Tarub fue hasta el estante y dobló las rodillas para levantar el tocado, tal era el peso de las monedas de plata y bronce que le colgaban de la frente. Era un pedido extraño a un emisario de Mehmet, porque las monedas se usaban habitualmente como dote… o las usaban las prostitutas para mostrar su riqueza y su habilidad. Con una risita, Hibah había sugerido que quizás eso era un indicio del papel que tendría que desempeñar Ilona: esposa o prostituta. Quizás ambas cosas. La gorra de cuero había sido adaptada antes a la cabeza de Ilona, y ahora le calzaba perfectamente. Las monedas le colgaban por delante de la cara, oscureciendo todo. Hibah era una silueta que dio un paso atrás para evaluar su obra.
—Muy bien —dijo por fin su voz—. Puedes irte, Lama de los Labios Oscuros. Espero que nos hagas sentir orgullosos de ti. Que Alá te bendiga en tu aventura y te premie por tu destreza.
Al entrar en el pasillo principal de la casa fue saludada con suspiros y susurros. Sólo podía ver retazos de imágenes entre el vaivén de las monedas, pero oía y reconocía las voces de las muchachas con las que había vivido en los últimos cuatro años. No las vería nunca más. Le asomaron lágrimas en los ojos y las contuvo, usando la rabia que había sentido un instante antes. Tenía los ojos pintados y tampoco ella debía arruinar la mercadería. Ése era su destino, ese día, la próxima noche. Un destino escrito. Inalterable. No tenía alternativa.
Entonces ahogó un pequeño grito. Acababa de recordar lo que le había hecho olvidar la actividad del día. Alguien que le había hablado de elegir. Que le había ofrecido lo que nunca le habían dado.
Al cerrarse la puerta y dejar de oír adioses susurrados, mientras esperaba a que se abriera la que comunicaba con la calle del Néctar, sintió que recuperaba aquella sorprendente rabia. ¿Qué derecho tenía ese Drácula a infundirle esperanzas? ¿Qué podía hacer ese hombre, un rehén? Poco más que un prisionero, no mucho más que un esclavo. Lo que definía a un esclavo era haber perdido el derecho de elegir. A ella la llevarían en un palanquín hasta el saray de Mehmet. Él la poseería como le diera la gana. Ella, si no sangraba lo suficiente, le rompería encima una ampolla con sangre de paloma. No tenía ninguna posibilidad de elegir.

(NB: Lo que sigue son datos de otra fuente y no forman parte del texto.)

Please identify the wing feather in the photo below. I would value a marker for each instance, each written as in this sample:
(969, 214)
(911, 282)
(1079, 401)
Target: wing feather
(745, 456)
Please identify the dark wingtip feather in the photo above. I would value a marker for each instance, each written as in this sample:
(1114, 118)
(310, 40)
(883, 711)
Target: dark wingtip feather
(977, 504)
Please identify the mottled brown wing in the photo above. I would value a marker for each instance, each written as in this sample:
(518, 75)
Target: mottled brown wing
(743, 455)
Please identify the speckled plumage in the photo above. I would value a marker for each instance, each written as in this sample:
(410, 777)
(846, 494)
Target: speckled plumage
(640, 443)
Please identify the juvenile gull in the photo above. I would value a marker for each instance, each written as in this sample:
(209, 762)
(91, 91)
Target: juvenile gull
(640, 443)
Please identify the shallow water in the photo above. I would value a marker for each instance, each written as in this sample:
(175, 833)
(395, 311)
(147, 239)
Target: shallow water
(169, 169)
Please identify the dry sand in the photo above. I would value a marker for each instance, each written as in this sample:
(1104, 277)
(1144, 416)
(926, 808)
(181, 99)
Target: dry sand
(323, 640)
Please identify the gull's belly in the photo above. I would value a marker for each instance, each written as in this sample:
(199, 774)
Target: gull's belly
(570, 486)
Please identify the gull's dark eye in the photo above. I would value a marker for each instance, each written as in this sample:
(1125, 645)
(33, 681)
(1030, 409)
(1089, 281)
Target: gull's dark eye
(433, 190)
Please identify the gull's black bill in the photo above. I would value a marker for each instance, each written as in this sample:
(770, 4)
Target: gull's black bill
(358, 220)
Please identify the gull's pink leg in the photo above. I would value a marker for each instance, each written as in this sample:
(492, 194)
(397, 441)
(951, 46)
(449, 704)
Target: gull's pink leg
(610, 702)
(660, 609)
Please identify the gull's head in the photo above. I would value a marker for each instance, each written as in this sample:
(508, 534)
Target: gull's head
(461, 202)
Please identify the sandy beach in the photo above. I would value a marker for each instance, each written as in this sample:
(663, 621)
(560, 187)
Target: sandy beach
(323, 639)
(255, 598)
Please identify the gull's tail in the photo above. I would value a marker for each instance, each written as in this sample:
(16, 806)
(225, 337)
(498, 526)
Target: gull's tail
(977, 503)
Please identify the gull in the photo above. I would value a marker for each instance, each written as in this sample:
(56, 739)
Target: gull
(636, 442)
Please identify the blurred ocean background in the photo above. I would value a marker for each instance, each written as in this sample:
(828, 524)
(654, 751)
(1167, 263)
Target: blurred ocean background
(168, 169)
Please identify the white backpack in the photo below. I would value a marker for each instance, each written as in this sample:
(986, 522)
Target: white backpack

Se abrió la puerta principal de la casa de las concubinas. La silla, vislumbrada a través del movedizo velo, estaba allí esperando. La custodiaban seis guardias del palacio, armados con alabardas. Otros cuatro, con el pecho desnudo, corpulentos, esperaban junto a las varas, entrando y saliendo de su campo de visión. Ilona se sintió marcada y se tambaleó. La mano de Tarub le aferró el codo y le ayudó a recuperar el equilibrio, y la guió paso a paso, como haría a lo largo de todo el camino. Hasta el último.
Dio uno, empezando a bajar las escaleras. Entonces, a mitad de camino, algo le hizo detenerse. Miró por encima del techo de la litera, hacia el otro lado de la calle estrecha, la puerta de enfrente, a media docena de pasos de distancia. Allí había un hombre. También con la cara cubierta, con la cabeza envuelta en un pañuelo. Sólo se le veían los ojos. Y aunque lo hubiera visto una sola vez, por una celosía y con poca claridad, lo conocía.
Volvió bruscamente la cabeza para tratar de verlo mejor. Las monedas oscilaron, ocultándolo. Al oscilar hacia el otro lado no vio a nadie en la puerta. Así que podía recordarlo de un solo vistazo. Recordar ojos tan verdes como una ladera de montaña primaveral en Valaquia. Recordar la mirada, el ardor que había en ellos; la sonrisa.
Sonrió por dentro, para sus adentros. Sonrió a la rabia, que desapareció de repente como una paloma arrebatada por las garras de un halcón.